Les deux premiers ne sont pas venus. Ça me laisse le temps de me présenter à l'interne, d'expliquer comment je travaille... il pose des questions sur les psychothérapies,me voilà intarissable. Et puis il est là. Première fois. Il insiste pour rentrer avec son épouse, et, va savoir pourquoi, je dis oui. Elle n'a pas la tête à parler à sa place, et de fait, elle ne le fera pas. C'est juste son objet contraphobique, et elle écoute attentivement, une main sur son ventre rond. Un premier malaise, un tout con qui passe avec du sucre...

La graine de la peur est semée. Et elle pousse sur ce terrain bien anxieux et un peu frustre, arrosée par les benzos que lui prescrit son généraliste dès le lendemain. Quelques années ont passés. D'évitements en évitements, les malaises se sont répétés. De plus en plus de peur, de plus en plus d'évitements, de plus en plus de malaises... De moins en moins de vie. Plus de boulot, lui qui dirigeait une équipe, plus d'amis, plus de (première) femme ni d'enfants.

Il ne sort plus. assis sur le canapé, il fume, une nouvelle clope toutes les 20 minutes. Et prend des benzos, de plus en plus. Et aussi un neuroleptique à des doses étranges, et un thymorégulateur. J'ai rien, que dalle à l'entretien en faveur d'une psychose ou d'un trouble de l'humeur. On lui a dit "borderline". Le trouble typique qui débute à la trentaine. ah non pardon, pas du tout! C'est qu'il est en colère, et vite frustré de voir sa femme vivre là où il n'est jamais en repos, toujours à craindre un nouveau malaise.

Alors je sors une feuille et prend ma plus belle plume pour dessiner une courbe


  • -ça c'est votre angoisse. Ça monte comme ça, d'un coup?
  • -oui!
  • -et là vous vous dites que vous allez mourir?
  • -oui!
  • -et vous ne mourrez pas, y a un maximum?
  • -c'est vrai
  • -mais c'est long hein
  • -oh ça oui...
  • - et vous vous dites que vous allez devenir fou...?
  • -c'est exactement ça!
  • -et puis ça finit par s’arrêter... et vous êtes épuisé
  • -oui!
  • Il est toute ouïe, et visiblement surpris.
  • -Vous avez tout compris docteur, c'est exactement ça!
  • -Je sais, j'en ai déjà eu même
  • -hein! Et comment vous avez fait?
  • -rien, j'ai rien fait, j'attendais que les crises passent et le reste du temps j'y pensait pas, ça a disparu tout seul (le bon temps de la P1...)

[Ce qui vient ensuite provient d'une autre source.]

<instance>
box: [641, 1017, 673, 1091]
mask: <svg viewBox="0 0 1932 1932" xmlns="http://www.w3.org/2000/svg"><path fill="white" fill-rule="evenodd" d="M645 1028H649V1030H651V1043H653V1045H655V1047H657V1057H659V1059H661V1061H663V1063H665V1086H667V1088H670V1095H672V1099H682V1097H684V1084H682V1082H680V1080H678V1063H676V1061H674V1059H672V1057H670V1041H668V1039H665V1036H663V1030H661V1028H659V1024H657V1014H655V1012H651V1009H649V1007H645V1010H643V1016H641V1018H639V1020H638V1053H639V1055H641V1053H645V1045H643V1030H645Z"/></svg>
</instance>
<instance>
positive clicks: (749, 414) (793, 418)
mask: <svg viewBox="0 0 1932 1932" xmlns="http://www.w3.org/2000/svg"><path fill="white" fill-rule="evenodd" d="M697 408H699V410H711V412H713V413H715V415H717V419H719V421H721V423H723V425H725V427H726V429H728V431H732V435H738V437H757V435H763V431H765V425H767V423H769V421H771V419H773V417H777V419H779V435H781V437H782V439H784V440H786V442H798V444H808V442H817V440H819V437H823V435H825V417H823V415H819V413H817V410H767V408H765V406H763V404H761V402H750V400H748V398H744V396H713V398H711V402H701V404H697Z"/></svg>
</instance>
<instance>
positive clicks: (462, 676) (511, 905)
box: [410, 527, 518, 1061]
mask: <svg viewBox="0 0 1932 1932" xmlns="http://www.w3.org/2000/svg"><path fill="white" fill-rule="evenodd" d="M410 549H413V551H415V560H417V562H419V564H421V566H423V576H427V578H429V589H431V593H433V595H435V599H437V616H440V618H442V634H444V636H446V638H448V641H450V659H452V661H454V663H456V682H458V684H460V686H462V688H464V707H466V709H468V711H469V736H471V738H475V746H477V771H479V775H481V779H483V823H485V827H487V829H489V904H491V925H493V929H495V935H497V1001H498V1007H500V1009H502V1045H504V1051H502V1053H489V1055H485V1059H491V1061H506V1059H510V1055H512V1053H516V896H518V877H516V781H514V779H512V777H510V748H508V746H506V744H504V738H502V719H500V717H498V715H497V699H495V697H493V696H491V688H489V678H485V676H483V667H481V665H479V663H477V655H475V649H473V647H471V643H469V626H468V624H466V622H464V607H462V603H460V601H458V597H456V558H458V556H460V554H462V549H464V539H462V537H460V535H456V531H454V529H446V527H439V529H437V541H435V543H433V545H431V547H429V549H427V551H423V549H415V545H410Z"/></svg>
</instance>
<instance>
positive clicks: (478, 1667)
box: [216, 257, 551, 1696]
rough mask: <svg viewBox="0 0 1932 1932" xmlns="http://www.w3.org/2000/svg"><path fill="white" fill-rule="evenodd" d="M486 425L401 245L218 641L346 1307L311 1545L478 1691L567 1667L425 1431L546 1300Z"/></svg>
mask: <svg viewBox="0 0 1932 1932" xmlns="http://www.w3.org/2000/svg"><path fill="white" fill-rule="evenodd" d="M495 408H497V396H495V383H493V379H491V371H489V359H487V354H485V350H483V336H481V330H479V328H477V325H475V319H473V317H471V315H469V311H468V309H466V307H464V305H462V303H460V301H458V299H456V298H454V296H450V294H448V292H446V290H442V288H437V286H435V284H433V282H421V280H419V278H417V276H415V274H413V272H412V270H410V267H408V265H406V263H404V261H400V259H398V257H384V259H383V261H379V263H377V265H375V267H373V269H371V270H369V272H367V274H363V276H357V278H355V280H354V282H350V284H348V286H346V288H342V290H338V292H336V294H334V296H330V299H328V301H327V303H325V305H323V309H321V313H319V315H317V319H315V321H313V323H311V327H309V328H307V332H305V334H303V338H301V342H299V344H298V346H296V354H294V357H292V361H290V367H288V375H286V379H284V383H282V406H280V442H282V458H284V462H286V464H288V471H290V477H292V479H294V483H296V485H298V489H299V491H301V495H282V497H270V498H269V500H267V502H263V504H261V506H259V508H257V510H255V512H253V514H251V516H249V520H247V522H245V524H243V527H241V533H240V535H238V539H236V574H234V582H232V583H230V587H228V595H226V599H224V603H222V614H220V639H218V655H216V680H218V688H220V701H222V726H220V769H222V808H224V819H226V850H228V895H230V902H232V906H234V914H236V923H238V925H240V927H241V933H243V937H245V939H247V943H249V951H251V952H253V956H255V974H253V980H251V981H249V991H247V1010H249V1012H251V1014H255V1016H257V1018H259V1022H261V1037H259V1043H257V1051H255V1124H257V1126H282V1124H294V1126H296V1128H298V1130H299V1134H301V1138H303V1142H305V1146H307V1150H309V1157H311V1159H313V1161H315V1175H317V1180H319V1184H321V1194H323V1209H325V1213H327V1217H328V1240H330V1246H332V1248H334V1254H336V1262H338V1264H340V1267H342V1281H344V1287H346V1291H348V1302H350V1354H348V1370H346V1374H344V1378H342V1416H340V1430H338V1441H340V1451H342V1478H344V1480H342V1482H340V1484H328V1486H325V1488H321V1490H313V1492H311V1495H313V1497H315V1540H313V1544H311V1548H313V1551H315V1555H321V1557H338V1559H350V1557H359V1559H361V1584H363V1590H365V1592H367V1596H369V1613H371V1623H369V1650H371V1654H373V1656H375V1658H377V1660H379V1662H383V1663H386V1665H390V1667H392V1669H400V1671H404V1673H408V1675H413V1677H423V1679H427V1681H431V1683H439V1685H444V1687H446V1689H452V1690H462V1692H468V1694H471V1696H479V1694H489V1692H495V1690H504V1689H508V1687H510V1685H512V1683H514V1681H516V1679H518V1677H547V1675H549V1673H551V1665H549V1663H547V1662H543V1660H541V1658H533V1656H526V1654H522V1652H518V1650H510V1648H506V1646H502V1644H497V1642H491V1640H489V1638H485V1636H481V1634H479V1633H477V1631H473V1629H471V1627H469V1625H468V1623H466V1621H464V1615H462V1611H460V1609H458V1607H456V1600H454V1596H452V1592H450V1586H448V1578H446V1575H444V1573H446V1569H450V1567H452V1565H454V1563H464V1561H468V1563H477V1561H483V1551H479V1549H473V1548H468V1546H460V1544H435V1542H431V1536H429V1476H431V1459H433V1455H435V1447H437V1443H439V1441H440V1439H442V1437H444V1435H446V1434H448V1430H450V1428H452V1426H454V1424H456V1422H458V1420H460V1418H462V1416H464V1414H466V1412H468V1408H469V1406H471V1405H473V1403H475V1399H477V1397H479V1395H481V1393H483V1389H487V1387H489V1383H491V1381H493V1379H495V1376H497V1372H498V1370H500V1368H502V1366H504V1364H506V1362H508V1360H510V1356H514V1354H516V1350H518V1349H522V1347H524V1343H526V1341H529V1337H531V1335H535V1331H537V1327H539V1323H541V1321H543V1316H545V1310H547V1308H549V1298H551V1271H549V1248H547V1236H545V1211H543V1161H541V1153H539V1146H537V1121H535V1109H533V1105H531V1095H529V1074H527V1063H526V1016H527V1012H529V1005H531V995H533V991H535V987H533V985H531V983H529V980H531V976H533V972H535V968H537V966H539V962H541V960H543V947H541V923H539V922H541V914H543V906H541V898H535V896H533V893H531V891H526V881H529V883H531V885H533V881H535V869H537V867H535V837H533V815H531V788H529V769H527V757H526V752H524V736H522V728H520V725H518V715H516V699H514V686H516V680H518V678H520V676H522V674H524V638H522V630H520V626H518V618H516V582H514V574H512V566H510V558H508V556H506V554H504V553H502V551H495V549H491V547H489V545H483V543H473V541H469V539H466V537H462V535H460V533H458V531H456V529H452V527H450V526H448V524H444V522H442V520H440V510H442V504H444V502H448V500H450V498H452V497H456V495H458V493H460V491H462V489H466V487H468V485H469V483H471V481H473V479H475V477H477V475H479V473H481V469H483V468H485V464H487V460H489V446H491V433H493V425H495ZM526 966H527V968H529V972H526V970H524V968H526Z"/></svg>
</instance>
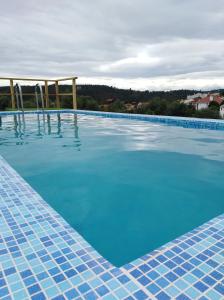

C'est la partie facile. Il comprend assez bien comment ses évitements sous toutes leur forme ont fait grossir le problème. Comment il a nourri sa peur et empêché son cerveau d'apprendre.

On passe par ses valeurs, la vie qu'il voudrait retrouver, ce qui se cache sous les passages à l'acte, la colère d'être ainsi, la frustration des gens "vivants"... Je note ça sur une belle matrice ACT, on parle de surf et de guitare comme métaphore du travail de réappropriation de ses émotions, de commencer facile, par exemple fumer en pleine conscience et faire des exos assez simple, je lui file des docs à bosser.

Il a l'air vraiment là, depuis presque une heure. Lui même n'en revient pas. Il ose répondre quand je lui demande comment il se sent; Stressé. Et sa tête qui lui crie "qu'elle se dépêche que je puisse sortir" Je le remercie beaucoup de me le dire, lui fait remarquer que malgré cette pensée, il est là, assis, présent et impliqué. Il est tout surpris et tout heureux de sa propre honnêteté.

On discute des principes du traitement. le psychothérapique hein... Dès qu'il sera assez aguerri on se lancera dans la diminution des petites pilules... Il pense quand même à me dire, en fin d'entretien, qu'il a besoin d'un certificat de ma blanche main de psychiatre... pour l'allocation adulte handicapé que son médecin a demandé pour lui... J'ai la pensée qu'il n'est peut-être là que pour ça.

Il a l'air motivé, il demande s'il pourrait être guéri pour... la naissance... Reviendra, reviendra pas?

L'interne est content. Il n'aurait pas pensé à expliquer au patient les choses alors qu'on les lui a apprise avec exactement cette petite courbe. Il se marre un peu; je lui ai dit juste avant que j'étais très nulle pour les troubles anxieux. "sauf les troubles paniques parce que ça c'est facile" Et les PTSD. C'est que le trauma c'est un champ à part....

Bref... les benzos, c'est le mal. Je suis un peu frustrée de voir la vie de ce mec dévastée par un truc tout con qui a pourri. Et puis je me recentre, dis, maître du monde mégalo, si tu te concentrais sur le soigner, là où il est, ici et maintenant?

S'il revient... allez, 3 mois, en comptant large?